Research Group

  • Dr Menna Clatworthy, Principal Investigator
  • Prof. Kenneth Smith, Co-Investigator

Location

  • Cambridge Institute for Medical Research, Cambridge, UK

Title

  • Genetic Variation in FCGR2B and Renal Transplant Survival

Renal transplantation is the preferred treatment for most patients with kidney failure, but is limited by poor long-term graft survival (50% at 10 years). Chronic allograft nephropathy (CAN) is responsible for much of this late graft damage, and occurs in part due to chronic antibody-mediated rejection (AMR). Pathogenic antibodies include those binding human leukocyte antigens (HLA) and non-HLA antigens, including some autoantigens. Little is currently known about which recipient factors control alloantibody production or the inflammatory response to alloantibody deposition in the graft.

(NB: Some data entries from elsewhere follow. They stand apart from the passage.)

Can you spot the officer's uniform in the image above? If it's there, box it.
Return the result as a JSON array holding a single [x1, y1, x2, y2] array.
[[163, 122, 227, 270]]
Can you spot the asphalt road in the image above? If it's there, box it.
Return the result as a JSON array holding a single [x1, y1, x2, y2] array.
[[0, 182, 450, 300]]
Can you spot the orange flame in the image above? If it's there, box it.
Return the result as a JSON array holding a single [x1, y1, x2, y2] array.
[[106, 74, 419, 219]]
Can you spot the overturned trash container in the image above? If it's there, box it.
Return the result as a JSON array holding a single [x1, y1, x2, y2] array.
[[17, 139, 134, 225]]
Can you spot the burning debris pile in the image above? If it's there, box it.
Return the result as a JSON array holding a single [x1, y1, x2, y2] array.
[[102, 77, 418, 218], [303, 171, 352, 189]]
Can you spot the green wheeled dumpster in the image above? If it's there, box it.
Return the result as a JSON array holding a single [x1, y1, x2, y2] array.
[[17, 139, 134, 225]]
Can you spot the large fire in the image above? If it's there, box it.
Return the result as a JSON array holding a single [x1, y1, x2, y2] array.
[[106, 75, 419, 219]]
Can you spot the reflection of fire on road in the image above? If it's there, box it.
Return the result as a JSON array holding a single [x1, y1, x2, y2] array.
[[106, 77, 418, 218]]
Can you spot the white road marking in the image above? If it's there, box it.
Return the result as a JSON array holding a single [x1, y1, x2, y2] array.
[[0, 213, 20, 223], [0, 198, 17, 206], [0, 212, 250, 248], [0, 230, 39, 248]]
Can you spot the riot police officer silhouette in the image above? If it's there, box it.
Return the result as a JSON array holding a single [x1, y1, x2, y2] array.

Fcγ receptors bind antibody (IgG), and may be activatory (FcγRI, FcγRIIA, FcγRIII and FcγRIV) or inhibitory (FcγRIIB). FcγRIIB inhibits antibody and immune complex-mediated activation of immune cells such as macrophages, neutrophils and dendritic cells (DCs). It also controls the activation threshold of B cells (cells responsible for antibody production). Furthermore, FcγRIIB modulates antigen presentation by both DCs and B cells, and therefore, controls T cell activation. A variant (polymorphism) in the gene encoding FcγRIIB (FcγRIIBT232) is associated with receptor dysfunction and autoimmunity. Based on our studies in autoimmunity and infection, we believe that this polymorphism is likely to be an important genetic factor in determining the risk of developing harmful antibodies following transplantation, and the magnitude of the inflammatory response resulting from these antibodies.

To test this hypothesis, we plan to genotype a cohort of 1500 randomly selected Caucasian renal transplant recipients, using DNA collected by Prof. Gerhard Opelz and colleagues at the Collaborative Transplant Study (http://www.ctstransplant.org/). We will assess if there is an association between FCGR2B genotype and rejection, patient survival, and death-censored allograft survival and using appropriate techniques to control for important confounding factors. Any association will be confirmed in a validation cohort of a further 1500 transplant recipients. Potentially, this project may yield important information on immunopathological mechanisms of chronic graft damage and may validate FcγRIIB as a therapeutic target in transplantation.